I know Netflix has been dropping a new movie every week this year, and I did put some of them on my Watchlist. But somehow, I haven’t gotten around to many of them. It’s not that I have no desire to see them. I actually do. I suspect that it is more like since these are Netflix movies, I know they probably aren’t going anywhere. Most of the movies I watch at home off various streaming services tends to be the ones where I suspect they won’t be around forever. Heck, HBO Max will tell me when a movie leaves the service at the end of any given month. Why rush to a Netflix movie?

But then something comes along like Red Notice, a movie with an A-list cast that would have certainly gone to theaters otherwise. That I can somehow make time for. Hey, it can’t be any worse than Thunder Force.

Apparently, Cleopatra, the long dead Queen of Egypt, once had three gold eggs, gifts from Marc Antony. They were scattered, with the third being in an unknown location. Art thief Nolan Booth (Ryan Reynolds) is out to steal one from a museum in Rome, but at that moment, Interpol is there along with visiting FBI profiler John Hartley (Dwayne Johnson). Though Booth initially gets away, he is soon arrested by Hartley thanks in part to a tip from the world’s greatest art thief, a woman known only as Bishop (Gal Gadot). However, Bishop then turns around and frames Hartley for the crime as well, getting both men tossed in the same Russian prison. Why are two men charged with robbing an Italian museum in a Russian prison? I must have missed something because I have no idea. It may be immaterial. See, an Egyptian billionaire is offering a large bounty for all three eggs as a gift for his daughter’s wedding, and Booth may be the only person on Earth who has any idea where the lost third egg is. It would seem the thing to do is get that third egg before Bishop does, and maybe in the process clearly Hartley’s name.

Obviously, this is easier said than done. As is standard in many Ryan Reynolds movies, he plays a man others find irritating who values a relationship far more than the other half does. However, he is despite appearances very good at his job. But Bishop acts more like some sort of chipper supervillain, someone who always seems to be one step ahead and enjoying herself the entire time. If anything, it does seem a little odd to see Hartley may be the one Dwayne Johnson character who at first can’t seem to handle himself in a fight. Regardless, Hartley and Booth bicker their way in numerous exotic locations as they try to beat Bishop to the different eggs.

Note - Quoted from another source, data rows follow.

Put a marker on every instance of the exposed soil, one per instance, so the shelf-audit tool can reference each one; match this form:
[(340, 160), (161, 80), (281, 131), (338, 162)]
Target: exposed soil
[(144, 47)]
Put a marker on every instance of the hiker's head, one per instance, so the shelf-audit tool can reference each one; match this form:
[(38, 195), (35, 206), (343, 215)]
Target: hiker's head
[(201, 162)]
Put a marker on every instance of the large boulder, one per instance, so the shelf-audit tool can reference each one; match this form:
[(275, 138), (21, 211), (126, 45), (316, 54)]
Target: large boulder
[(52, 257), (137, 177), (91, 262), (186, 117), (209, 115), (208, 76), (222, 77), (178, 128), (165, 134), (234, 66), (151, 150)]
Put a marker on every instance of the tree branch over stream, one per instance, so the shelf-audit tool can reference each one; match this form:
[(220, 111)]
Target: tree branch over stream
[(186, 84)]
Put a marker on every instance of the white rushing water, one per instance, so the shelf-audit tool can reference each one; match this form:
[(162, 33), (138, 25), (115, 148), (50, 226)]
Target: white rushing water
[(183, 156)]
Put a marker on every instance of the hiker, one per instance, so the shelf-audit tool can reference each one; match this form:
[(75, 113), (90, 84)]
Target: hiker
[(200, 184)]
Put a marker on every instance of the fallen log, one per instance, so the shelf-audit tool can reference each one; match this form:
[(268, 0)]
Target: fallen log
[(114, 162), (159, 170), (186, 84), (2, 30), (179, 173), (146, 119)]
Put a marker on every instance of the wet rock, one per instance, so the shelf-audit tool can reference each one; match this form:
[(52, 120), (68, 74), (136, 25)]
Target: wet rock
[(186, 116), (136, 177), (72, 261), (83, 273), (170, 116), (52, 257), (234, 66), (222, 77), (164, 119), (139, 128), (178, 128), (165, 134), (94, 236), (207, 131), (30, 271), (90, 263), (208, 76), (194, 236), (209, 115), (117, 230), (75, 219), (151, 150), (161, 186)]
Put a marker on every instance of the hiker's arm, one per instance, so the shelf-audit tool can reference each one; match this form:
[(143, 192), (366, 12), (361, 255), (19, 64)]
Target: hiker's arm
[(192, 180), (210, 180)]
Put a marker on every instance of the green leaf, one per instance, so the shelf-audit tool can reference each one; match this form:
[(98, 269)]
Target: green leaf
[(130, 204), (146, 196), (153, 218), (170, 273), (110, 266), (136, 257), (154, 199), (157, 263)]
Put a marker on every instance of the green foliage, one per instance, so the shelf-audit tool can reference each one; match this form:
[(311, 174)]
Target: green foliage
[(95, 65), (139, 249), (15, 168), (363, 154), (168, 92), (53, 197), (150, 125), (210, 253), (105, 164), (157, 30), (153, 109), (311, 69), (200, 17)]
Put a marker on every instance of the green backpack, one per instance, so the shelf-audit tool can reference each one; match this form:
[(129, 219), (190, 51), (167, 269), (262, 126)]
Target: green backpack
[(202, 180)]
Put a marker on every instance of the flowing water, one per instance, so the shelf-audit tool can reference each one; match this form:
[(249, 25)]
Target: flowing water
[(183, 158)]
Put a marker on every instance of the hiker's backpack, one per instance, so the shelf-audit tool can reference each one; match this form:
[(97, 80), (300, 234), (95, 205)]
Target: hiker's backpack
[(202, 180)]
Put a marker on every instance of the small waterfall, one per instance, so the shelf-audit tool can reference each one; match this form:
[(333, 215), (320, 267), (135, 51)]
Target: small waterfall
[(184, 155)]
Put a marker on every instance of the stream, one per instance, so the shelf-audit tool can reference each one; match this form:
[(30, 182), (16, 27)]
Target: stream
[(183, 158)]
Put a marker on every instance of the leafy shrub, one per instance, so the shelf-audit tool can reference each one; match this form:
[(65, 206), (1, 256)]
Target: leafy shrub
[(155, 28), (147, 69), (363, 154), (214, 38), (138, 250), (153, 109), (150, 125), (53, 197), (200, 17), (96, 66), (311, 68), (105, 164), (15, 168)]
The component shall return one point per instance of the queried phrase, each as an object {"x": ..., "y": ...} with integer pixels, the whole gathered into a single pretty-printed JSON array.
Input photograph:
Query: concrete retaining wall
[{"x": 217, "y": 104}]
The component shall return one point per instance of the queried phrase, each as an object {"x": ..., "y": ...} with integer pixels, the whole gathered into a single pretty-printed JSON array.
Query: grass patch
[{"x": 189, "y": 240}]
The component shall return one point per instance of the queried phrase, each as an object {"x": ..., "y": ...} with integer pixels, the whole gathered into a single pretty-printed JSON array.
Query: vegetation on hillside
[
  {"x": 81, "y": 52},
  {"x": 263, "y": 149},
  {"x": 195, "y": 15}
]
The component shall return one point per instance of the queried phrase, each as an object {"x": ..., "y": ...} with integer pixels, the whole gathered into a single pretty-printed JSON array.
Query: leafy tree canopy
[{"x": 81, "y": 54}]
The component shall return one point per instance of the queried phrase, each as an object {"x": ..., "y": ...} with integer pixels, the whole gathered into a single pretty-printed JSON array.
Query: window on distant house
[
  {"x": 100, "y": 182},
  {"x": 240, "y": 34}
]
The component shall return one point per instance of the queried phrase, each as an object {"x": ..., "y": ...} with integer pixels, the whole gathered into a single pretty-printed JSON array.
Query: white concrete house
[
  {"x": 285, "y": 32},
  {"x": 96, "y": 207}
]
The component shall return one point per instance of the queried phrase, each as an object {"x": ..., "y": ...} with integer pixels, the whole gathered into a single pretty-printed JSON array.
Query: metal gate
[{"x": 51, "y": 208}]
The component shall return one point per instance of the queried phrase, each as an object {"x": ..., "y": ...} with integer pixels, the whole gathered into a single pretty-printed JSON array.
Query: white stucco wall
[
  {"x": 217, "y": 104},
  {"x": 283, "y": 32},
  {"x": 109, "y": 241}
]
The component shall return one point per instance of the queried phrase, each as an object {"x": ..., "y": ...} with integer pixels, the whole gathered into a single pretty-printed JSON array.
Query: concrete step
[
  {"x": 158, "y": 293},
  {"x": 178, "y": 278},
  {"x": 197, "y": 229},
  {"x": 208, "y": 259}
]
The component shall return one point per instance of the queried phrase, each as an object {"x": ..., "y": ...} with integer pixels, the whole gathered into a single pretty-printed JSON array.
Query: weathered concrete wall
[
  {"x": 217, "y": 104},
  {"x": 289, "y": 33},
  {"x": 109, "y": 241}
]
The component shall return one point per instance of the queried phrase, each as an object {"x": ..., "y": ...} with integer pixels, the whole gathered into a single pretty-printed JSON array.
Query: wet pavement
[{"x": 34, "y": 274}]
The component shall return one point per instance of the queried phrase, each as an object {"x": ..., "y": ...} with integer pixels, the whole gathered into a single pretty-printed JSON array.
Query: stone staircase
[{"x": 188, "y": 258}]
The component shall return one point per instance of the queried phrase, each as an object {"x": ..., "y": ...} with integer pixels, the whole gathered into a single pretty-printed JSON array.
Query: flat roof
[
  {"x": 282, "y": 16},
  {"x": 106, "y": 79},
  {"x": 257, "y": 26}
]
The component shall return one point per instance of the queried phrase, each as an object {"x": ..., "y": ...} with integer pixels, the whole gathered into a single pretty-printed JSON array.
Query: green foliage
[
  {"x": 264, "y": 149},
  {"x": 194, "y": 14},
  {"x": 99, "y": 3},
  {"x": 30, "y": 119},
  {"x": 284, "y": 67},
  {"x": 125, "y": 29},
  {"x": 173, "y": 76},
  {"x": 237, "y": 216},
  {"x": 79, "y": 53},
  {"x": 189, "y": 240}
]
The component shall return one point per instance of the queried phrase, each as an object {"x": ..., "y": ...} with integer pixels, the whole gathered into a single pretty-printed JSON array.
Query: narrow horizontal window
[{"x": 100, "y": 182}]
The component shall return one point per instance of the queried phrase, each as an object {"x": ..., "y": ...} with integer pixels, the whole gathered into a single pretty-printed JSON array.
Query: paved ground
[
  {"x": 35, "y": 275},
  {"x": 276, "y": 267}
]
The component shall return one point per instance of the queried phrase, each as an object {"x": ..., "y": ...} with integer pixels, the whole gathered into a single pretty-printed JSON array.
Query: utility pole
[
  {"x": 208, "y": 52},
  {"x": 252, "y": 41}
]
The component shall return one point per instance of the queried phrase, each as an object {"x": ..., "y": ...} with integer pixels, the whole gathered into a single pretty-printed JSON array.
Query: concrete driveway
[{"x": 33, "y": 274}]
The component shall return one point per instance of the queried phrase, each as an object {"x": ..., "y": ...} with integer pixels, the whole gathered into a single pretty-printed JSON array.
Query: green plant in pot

So, this movie was more or less the textbook definition of “fine”. There wasn’t anything really wrong with it, but it likewise didn’t grab me as much as I had hoped it would. Some nice stunts, a few plot twists, even if I saw the big one at the end coming, and while I never really laughed out loud, it was at least a little amusing with Reynolds’s usual wisecracks playing off Johnson’s straightman character. There just didn’t seem to be anything really new on display.

If anything, I think the movie is trying to coast by on the strengths of the main cast’s onscreen charisma. Reynolds is doing his wisecracking goof whose talkative nature hides his overall competence again. The Rock is a stalwart hero who always makes for a good lead. Gadot can smirk and slink her way through various thefts and schemes, always seeming one step ahead because, c’mon, why wouldn’t she when the best competition she can get is the likes of Booth and Hartley? But at the same time, I can’t say anything really grabbed me. I suspect fans of heist movies or globetrotting adventure films will like this one. I thought it was fine and don’t really regret watching it, but I have seen this sort of thing done before and sometimes a lot better.